Pocket Guides for Easy Reference
To help busy clinicians translate the NHLBI Expert Panel’s recommendations for managing sickle cell disease into practice, ASH has condensed this comprehensive report into three free pocket guides. These guides will debut at the 2014 annual meeting and will be available for ordering in the ASH Store (www.hematology.org/Store) at that time.
Hydroxyurea and Transfusion Therapy for the Treatment of Sickle Cell Disease Authors: Susan E. Creary, MD; John J. Strouse, MD, PhD
This guide will summarize the evidence-based and consensus recommendations for the use of the two FDA-approved therapies for SCD: hydroxyurea (to treat sickle cell anemia in adults) and red cell transfusion (to treat acute complications and prevent chronic complications).
Management of Acute Complications of Sickle Cell Disease
Authors: Timothy McCavit, MD, MSCS; Payal Desai, MD
This guide will address the many acute complications associated with SCD, including pain from vaso-occlusive crisis, acute chest syndrome, multi-system organ failure, priapism, and stroke. Recommendations for both evaluation and management will be provided. Indications for and against transfusion will be highlighted.

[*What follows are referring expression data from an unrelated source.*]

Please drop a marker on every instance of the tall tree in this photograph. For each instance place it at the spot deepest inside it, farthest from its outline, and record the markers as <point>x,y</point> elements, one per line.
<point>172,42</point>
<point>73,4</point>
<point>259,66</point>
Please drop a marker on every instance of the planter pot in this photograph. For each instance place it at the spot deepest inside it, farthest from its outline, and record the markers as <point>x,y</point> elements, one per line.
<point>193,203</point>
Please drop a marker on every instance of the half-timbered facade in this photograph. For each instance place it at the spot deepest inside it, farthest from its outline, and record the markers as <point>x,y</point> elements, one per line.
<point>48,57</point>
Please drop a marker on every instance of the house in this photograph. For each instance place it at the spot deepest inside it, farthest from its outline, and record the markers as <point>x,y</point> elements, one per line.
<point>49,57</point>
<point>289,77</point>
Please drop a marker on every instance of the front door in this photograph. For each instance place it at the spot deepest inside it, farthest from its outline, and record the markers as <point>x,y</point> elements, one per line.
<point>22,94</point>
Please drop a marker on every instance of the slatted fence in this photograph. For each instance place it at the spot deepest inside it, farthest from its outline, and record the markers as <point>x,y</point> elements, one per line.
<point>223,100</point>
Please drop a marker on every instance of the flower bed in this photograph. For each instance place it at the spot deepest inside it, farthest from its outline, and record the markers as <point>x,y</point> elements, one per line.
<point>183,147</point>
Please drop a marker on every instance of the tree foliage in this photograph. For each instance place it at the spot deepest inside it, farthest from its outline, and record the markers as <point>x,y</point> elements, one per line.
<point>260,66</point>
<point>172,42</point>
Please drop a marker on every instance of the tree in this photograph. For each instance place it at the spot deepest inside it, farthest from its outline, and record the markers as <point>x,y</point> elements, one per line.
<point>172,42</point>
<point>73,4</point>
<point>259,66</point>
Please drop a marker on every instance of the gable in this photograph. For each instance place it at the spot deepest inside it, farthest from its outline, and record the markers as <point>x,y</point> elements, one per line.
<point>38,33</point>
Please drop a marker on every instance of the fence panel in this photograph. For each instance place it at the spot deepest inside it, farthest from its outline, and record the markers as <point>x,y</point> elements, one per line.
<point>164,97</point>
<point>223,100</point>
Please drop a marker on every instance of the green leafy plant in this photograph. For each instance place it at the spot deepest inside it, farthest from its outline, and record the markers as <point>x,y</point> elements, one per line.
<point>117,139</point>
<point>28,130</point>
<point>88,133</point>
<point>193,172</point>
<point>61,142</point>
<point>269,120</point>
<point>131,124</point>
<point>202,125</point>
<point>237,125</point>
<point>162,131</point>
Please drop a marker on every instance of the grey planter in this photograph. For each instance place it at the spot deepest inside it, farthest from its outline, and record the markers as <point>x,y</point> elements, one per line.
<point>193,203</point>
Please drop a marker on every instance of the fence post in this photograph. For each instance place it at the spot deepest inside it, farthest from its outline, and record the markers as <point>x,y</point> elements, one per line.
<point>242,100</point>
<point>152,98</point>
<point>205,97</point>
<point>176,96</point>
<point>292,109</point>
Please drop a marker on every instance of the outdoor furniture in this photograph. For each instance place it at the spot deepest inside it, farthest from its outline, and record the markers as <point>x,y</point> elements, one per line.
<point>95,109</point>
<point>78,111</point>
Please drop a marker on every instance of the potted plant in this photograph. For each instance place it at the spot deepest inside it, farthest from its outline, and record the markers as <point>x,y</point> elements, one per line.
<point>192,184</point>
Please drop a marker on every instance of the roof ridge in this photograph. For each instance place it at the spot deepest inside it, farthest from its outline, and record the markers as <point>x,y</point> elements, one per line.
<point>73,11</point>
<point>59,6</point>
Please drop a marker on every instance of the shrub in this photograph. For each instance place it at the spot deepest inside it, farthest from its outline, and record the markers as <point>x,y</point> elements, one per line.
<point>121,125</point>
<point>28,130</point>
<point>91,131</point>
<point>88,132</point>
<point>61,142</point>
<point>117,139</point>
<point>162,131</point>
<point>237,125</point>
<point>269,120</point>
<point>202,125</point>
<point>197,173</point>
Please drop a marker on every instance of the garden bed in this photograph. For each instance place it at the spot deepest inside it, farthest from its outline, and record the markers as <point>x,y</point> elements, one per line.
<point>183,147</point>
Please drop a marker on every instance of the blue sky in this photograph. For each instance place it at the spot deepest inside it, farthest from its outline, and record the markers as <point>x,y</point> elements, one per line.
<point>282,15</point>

Management of Chronic Complications of Sickle Cell Disease
Authors: Suzie A. Noronha, MD; Sophie Lanzkron, MD
Individuals with SCD are at high risk for developing serious multi-organ system chronic conditions. This guide will outline screening and follow-up procedures for several common SCD complications and will summarize recommendations for the long-term use of opioids to manage chronic pain.